Uncharacterized protein KIAA0895-like also known as LOC653319, is a protein that in humans is encoded by the KIAA0895L gene.

Gene 

KIAA0895L is located at q22.1 on chromosome 16 of the human genome.  Its genomic DNA consists of 8,379 base pairs.  KIAA0895L is located between EXOC3L and E2F4 on the right, and NOL3 and HSF4 on the left. The promoter for KIAA0895L is located on chromosome 16 and spans 67217367-67218383bp.

KIAA0895L was first documented by the Mammalian Gene Collection Program Team in 2002.  There are several patents on KIAA0895L, two of those being patent US 6943241 and patent EP1308459.

Species distribution 

 

KIAA0895L orthologs can be found in all mammals. It is not found in plants, archaea, or fungi.    KIAA0895L has a single paralog, known as KIAA0895.

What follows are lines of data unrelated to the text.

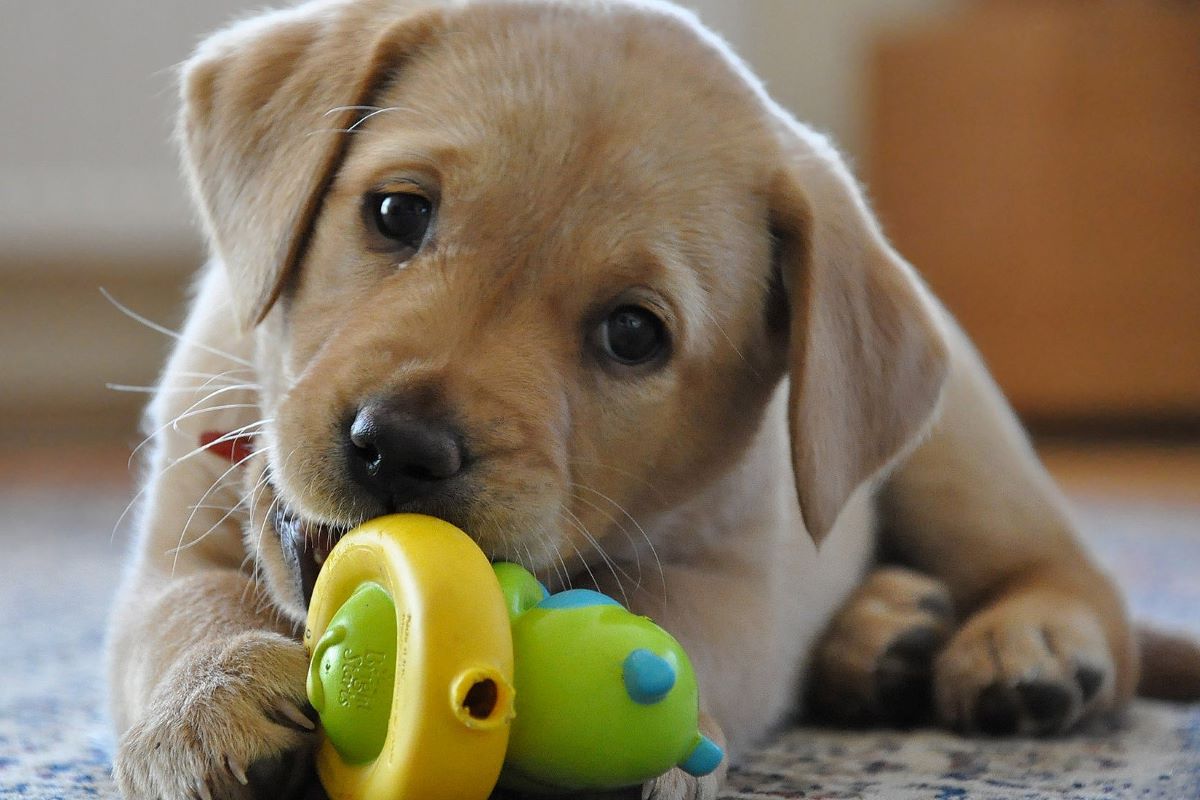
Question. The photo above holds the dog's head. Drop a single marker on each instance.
(537, 269)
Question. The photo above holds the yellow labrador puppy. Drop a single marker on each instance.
(563, 275)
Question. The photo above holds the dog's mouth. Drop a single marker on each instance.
(306, 545)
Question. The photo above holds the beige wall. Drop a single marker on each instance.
(90, 193)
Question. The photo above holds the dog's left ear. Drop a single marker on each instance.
(265, 104)
(865, 353)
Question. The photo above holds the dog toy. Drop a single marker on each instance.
(437, 674)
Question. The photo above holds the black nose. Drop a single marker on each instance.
(399, 456)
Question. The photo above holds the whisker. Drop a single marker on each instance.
(595, 543)
(640, 479)
(166, 331)
(204, 497)
(649, 542)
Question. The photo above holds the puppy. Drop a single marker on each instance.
(563, 275)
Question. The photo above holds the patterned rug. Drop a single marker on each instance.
(60, 566)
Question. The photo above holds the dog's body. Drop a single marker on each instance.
(579, 161)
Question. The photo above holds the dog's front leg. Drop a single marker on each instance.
(210, 690)
(1045, 639)
(207, 681)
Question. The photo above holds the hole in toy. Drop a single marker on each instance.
(481, 698)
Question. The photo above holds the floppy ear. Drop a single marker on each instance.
(867, 358)
(262, 102)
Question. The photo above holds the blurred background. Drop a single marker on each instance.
(1037, 160)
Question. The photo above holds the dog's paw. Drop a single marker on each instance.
(226, 723)
(677, 785)
(1030, 666)
(875, 662)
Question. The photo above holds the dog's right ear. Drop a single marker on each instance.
(263, 103)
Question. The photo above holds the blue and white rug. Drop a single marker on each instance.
(58, 569)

The known orthologs of KIAA0895L are listed below:

Chimpanzee – LOC741288
Rhesus monkey – LOC696623
Dog – LOC489765
Horse – LOC100053028
Giant panda – PANDA_006923
Cow – LOC512420
Norway rat – LOC688736
Zebra finch – LOC100223241
Chicken – LOC415660
Mouse – LOC74356
Opossum – LOC100019983
Puffer fish – Unnamed
Sea squirt – LOC100177006
Platypus – LOC100078127
Zebrafish – LOC562097
Frog – LOC100135412
Sea urchin – KIAA0895
Ciliated protozoa – TTherm_01042050
Plasmodium – PY05482
Trichoplax adherens – TRIADDRAFT_62861
Kordia – KAOT1_03617

Structure 

KIAA0895L is composed of 471 amino acids (53.5kDa).   A proline-rich region was also revealed at 14-65 amino acids.  There is also an area of low complexity at 2913-2917 bp in the 3’ UTR region.  There is a conserved domain of unknown function, known as DUF1704, located at 1390-2083 bp.

Predicted post translational modifications 

The following is a list of predicted post translational modifications found for KIAA0895L. These are predicted in all mammalian orthologs in the public sequence database.

Interacting proteins 

No proteins that interact with KIAA0895L or its homolog have yet been identified.

Tissue distribution 

KIAA0895L is expressed in many tissues of the body such as brain, testis, mammary glands, bladder, and the eye.

Clinical significance 

KIAA0895L has been shown to be up regulated in lymphoblastoid cells from males with autism that is caused by an expansion of a CGG repeat in the promoter region of the fragile X mental retardation 1 gene located at Xq27.3 as well as in cells with a 15q11-q13 mutation.